Personal information
- Born: December 22, 1973 (age 52) Gary, Indiana, U.S.
- Listed height: 6 ft 0 in (1.83 m)
- Listed weight: 205 lb (93 kg)

Career information
- High school: Merrillville (IN)
- College: Nebraska
- NFL draft: 1997 (5th round, 132nd overall pick)

Career history
- Washington Redskins (1997–1999); Green Bay Packers (1999); Las Vegas Outlaws (2001);

Awards and highlights
- 2× National champion (1994, 1995);

Career NFL statistics
- Tackles: 24
- Stats at Pro Football Reference

= Jamel Williams =

American football player (born 1973)

Jamel Ishmael Williams (born December 22, 1973) is an American former professional football player who was a safety in the National Football League (NFL) for the Washington Redskins. He also played in the XFL for the Las Vegas Outlaws. He played college football at the University of Nebraska–Lincoln and was selected in the fifth round of the 1997 NFL draft.

==Early life==
Williams was born in Gary, Indiana and attended Merrillville High School in Merrillville, Indiana. While at Merrillville, he played high school football, basketball, and participated in track and field. In football, Williams was a four-year letterman and helped lead Merrillville to a Class 5A regional title as he scored 45 touchdowns and rushed for 3,238 yards (5.7 per carry) in his high school career.

==College career==
Williams attended and played college football from 1994 to 1996 for the Nebraska Cornhuskers. After sitting out during his freshman season, he helped Nebraska go undefeated in 1994 on their way to the National Title. Williams again helped the Cornhuskers go undefeated in 1995, with Nebraska securing a spot in the national title game against the Florida Gators in the 1996 Fiesta Bowl.

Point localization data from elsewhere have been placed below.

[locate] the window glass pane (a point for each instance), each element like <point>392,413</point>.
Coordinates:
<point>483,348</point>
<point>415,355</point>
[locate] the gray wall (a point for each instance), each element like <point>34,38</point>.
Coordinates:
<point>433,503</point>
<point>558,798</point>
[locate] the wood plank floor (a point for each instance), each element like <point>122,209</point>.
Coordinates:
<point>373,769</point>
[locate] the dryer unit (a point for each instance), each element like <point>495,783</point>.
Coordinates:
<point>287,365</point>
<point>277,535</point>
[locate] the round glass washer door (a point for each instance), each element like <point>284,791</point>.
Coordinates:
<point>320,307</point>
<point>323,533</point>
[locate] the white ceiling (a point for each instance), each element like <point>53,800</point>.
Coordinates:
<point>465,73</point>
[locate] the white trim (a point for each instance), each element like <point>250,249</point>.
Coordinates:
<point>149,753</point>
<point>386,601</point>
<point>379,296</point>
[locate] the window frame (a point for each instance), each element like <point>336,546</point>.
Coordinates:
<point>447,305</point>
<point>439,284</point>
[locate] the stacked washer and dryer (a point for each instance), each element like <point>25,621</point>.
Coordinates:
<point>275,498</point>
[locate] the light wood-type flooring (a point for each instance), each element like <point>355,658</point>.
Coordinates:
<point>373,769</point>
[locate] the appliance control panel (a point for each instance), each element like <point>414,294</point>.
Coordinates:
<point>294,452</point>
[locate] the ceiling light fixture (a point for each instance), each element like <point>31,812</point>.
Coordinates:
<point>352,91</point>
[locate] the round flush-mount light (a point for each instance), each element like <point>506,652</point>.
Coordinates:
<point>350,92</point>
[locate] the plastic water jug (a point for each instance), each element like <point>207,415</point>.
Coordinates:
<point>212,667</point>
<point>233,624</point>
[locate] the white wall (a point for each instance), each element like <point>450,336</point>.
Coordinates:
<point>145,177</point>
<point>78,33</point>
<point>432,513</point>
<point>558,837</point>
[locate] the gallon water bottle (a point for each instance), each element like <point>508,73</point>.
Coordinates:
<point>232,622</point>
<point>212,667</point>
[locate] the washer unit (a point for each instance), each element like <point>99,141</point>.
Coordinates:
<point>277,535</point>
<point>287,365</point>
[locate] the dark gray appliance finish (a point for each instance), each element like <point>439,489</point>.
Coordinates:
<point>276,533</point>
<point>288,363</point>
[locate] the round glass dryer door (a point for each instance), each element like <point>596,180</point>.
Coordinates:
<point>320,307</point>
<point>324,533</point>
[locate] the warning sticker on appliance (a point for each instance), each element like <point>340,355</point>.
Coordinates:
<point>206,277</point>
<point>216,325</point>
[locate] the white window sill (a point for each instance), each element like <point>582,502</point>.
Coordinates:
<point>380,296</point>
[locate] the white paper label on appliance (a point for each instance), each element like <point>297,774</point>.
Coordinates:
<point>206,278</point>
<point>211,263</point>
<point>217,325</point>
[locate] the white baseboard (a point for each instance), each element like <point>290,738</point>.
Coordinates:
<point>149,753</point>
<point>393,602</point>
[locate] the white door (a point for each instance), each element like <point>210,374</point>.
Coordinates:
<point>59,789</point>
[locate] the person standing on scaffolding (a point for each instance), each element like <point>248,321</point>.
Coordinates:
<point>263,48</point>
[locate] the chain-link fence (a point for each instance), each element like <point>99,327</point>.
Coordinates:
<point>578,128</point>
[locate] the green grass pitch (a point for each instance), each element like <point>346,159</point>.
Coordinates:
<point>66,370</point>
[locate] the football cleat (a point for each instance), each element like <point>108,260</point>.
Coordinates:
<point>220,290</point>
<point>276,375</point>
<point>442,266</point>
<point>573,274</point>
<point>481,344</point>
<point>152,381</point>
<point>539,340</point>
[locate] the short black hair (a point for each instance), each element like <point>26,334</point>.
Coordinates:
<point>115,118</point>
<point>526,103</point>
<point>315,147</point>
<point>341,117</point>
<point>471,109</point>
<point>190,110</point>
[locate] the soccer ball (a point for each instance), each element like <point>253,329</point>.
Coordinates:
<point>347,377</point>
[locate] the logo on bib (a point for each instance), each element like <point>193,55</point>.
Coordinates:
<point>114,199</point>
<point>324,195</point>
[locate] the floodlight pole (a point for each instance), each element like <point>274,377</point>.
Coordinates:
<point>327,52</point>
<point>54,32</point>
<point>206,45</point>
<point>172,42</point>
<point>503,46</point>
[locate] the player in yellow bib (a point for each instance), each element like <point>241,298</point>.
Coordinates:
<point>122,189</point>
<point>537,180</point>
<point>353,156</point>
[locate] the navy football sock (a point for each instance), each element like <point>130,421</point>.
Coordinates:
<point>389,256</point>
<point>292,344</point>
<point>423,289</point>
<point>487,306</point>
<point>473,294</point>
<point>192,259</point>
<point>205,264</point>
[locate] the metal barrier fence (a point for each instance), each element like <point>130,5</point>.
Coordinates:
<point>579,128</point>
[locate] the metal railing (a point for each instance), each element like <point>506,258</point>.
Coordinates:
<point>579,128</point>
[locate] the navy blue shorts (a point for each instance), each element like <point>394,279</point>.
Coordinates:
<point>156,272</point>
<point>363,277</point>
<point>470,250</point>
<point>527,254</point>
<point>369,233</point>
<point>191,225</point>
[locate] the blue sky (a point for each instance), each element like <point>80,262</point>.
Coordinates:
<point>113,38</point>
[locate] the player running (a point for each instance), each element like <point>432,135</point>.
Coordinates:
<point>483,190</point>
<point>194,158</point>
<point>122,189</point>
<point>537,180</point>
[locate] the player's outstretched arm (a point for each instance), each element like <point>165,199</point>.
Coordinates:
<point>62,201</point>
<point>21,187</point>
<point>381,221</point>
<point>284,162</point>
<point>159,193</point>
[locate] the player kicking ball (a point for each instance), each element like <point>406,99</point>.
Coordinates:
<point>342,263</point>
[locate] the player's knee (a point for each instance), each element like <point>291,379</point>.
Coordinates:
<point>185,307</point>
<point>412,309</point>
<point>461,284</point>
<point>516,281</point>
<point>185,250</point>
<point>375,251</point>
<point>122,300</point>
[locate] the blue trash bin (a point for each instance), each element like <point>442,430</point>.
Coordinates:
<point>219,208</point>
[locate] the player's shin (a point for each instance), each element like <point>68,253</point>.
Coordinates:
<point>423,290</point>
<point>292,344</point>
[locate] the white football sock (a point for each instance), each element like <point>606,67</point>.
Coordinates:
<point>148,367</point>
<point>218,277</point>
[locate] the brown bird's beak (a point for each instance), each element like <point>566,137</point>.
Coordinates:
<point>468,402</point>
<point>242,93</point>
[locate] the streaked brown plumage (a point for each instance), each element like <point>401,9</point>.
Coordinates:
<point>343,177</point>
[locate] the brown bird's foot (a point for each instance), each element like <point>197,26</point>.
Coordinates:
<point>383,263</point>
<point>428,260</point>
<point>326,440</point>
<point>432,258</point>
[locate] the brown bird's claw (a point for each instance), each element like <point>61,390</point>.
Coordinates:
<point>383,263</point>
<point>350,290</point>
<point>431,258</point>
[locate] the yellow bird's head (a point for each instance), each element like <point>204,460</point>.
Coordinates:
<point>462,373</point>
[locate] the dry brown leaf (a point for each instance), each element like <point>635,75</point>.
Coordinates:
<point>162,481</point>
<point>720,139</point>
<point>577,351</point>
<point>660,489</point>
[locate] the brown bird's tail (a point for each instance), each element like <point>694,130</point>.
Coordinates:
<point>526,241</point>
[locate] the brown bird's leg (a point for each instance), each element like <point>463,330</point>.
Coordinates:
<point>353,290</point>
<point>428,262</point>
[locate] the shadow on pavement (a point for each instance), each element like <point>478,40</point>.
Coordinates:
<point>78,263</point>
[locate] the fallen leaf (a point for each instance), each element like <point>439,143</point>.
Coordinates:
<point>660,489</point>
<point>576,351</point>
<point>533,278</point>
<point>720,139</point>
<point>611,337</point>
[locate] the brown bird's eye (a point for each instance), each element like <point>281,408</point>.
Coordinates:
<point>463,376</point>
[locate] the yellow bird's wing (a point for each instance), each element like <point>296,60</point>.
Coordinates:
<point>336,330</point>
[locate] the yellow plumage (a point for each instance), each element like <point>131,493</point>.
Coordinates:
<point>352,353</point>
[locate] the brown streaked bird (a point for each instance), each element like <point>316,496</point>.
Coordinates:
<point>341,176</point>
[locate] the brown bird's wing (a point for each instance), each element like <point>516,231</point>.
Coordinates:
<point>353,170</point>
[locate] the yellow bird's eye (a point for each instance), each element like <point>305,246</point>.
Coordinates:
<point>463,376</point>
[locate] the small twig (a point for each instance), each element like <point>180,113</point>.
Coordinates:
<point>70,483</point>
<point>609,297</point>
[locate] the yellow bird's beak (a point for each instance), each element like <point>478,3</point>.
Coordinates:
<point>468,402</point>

During that game, Williams sacked Florida QB Danny Wuerffel for a safety early in the second quarter, part of a 29-point explosion by the Huskers. Nebraska went on to win 62–24, securing their second national title in a row. Nebraska's record during William's three years was 36–2.

==Professional career==
Williams was selected in the fifth round of the 1997 NFL draft by the Washington Redskins, and played there from 1997 to 1999. He later played in the XFL for the Las Vegas Outlaws in 2001. Williams won the XFL's first opening scramble, used to determine which team would receive the opening kickoff instead of a coin toss, defeating Donnie Caldwell of the New York/New Jersey Hitmen.